Überlegungen zur Kategorisierung. Vom Verbot zum Gebot

Vortrag anlässlich des Symposiums «Nachdenken über Denkmalpflege» (Teil 4): «Nur die Prachtstücke? – Kategorisierung in der Denkmalpflege», Berlin, 2. April 2005

  • Ulrich Kerkhoff (Autor/in)

Abstract

Kategorisierung ist alltäglich in Gedanken, Sprache und Handlung, im Alltag denkmalpflegerischer Arbeit ebenfalls, dort meist aber gesetzlich nicht gestattet. Alltag kategorisiert also längst mit Gewissensbissen oder ohne solche, geboren aber aus der Not der Masse, den schwindenden Kräften.
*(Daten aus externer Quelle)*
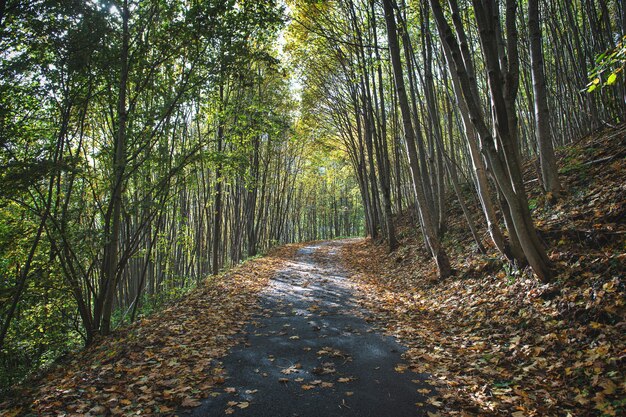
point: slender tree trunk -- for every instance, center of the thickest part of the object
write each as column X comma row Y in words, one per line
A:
column 428, row 222
column 547, row 159
column 114, row 215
Nicht nur die Praxis, auch «wertfreie» Erfassungen kategorisieren längst durch (Nicht)Aufnahme. Kategorisierung muss daher auch offiziell denkbar sein und vor allem innerhalb des Faches entwickelt werden. Der Begriff (Kategorisierung: Scheidung, Stufung) ist hier zunächst nachrangig, wenn die Notwendigkeit anerkannt werden kann. Sie ergibt sich aus drei Punkten: Masse, Politik und Tabu Kategorisierung. Masse erzwingt Gliederung, Be Wertung, Scheidung, Trennung. Den Bestand an Kulturdenkmalen vollständig zu halten, wie es ursprünglich gedacht war (gleicher Schutz für alle), ist bei den heutigen ungegliederten und selbst verursachten Denkmalmassen ein sinnloses Himmelfahrtskommando. In der Politik formiert sich gegenüber den zunehmenden Denkmalzahlen spürbarer Unwille, der nicht ignoriert werden darf. Die Reduktion politischer Unterstützung darf nicht mit der Inflation der Denkmalzahlen beantwortet werden. Tabu Kategorisierung. Aus dem Problem der Kulturdenkmal-Massen erwuchsen der Denkmalpflege ein Problem und daraus eine unmittelbare Verpflichtung, an dessen Lösung selbst gestaltend mitzuwirken. Damit nicht andere einfach so gestalten. Bei nüchterner Betrachtung besteht kein Grund, das Kategorisierungstabu aufrecht zu erhalten. Denn das hieße, ein Rettungsboot vor dem Zu-Wasser-lassen schon anbohren. Daher ein Kategorisierungsvorschlag: Denkmale sollen nach ihrer Bedeutung in «Urkunde» und «Bild» geschieden werden. Gleichzeitig aber soll beider Betreuung vor Ort nach Art und Umfang der vorgesehenen Maßnahme zwischen Fach- und Schutzbehörde systematisch aufgeteilt werden. Schließlich wird das Denkmodell der Entkoppelung vorgestellt, nach dem die Denkmalfachbehörde auf denkmalwerte Substanz, auf historische Bedeutung hinweist, aber nicht mehr für deren Erhaltung durch alle Instanzen einsteht. Die Denkmalpflege hätte so nicht mehr die fatale Alleinzuständigkeit für das Alte und könnte sich vom Erzwinger der Denkmalpflege zum Begleiter im Umgang mit alter Substanz wandeln, könnte Wissen mitteilen, könnte Rat anbieten und damit letztlich erfolgreicher arbeiten.